Christoforus ist ein 1880 vollendetes Oratorium für Soli, Chor und Orchester von Josef Rheinberger, das die Legende um den Heiligen Christophorus zum Inhalt hat. Der Text stammt von Rheinbergers Ehefrau Franziska (Fanny) von Hoffnaaß. Der Komponist widmete

das Werk Prinzessin Maria Theresia von Bayern.

 

Da der Heilige Christophorus als Schutzpatron der Reisenden verehrt wird, ist es nicht verwunderlich, dass sich vor allem entlang gefährlicher Reiserouten, wie etwa Gebirgspässen, zahlreiche ihm gewidmete Kapellen und künstlerische Darstellungen finden. Auf einer Reise über den Arlberg sah das Ehepaar Rheinberger diese Werke und hörte die Geschichte von Heinrich Findelkind, der im 14. Jahrhundert zahlreiche Reisende vor dem Tod in den Bergen bewahrt und die Bruderschaft St. Christoph sowie das Hospiz St. Christoph am Arlberg gegründet hatte. Am Ende dieser Reise beschloss Fanny: „Und als es wieder thalwärts ging / Stand eines fest: nicht in den Tod zu gehn / Bevor ein Denkmal dieser Fahrt gesetzt / Im Lied von der Barmherzigkeit / Sanct Christoph beim Hospiz geweiht.“

 

Unter dem Eindruck der Reise dichtete sie das vor allem in gereimten, jambischen Versen gehaltene Libretto zum Christoforus.
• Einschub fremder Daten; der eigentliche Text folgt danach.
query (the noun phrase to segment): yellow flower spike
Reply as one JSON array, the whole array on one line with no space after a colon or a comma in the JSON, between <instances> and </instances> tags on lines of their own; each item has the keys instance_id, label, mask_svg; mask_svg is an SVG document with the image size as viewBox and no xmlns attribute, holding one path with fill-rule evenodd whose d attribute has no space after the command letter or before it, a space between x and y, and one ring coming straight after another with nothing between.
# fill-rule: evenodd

Dabei verarbeitete sie nicht nur die eigentliche Christophorus-Legende, sondern auch ihre Eindrücke von der Gebirgslandschaft der Alpen.

 

Der Christoforus trug wesentlich zum Ruf Rheinbergers als eines der bedeutendsten Komponisten seiner Zeit bei. Hermann Kretzschmar zählte vor allem die Szene Satanas ziehet zur Jagd zum „Schönsten und Reichsten, was das 19. Jahrhundert auf dem Gebiet des geistlichen Oratoriums aufweisen kann“. 

 

Zu Beginn des 20. Jahrhunderts war das Werk bereits etwa 150 Mal aufgeführt worden, vor allem im gesamten deutschsprachigen Raum, aber auch in Paris, London und den USA. Nach einer schlechten Kritik anlässlich einer Aufführung in München durch die Musikalische Akademie im Jahre 1901 und dem kurz darauf folgenden Tod des Komponisten geriet das Werk jedoch weitgehend in Vergessenheit – ein Schicksal, das zu dieser Zeit allerdings auch zahlreiche andere Oratorien des 19. Jahrhunderts traf.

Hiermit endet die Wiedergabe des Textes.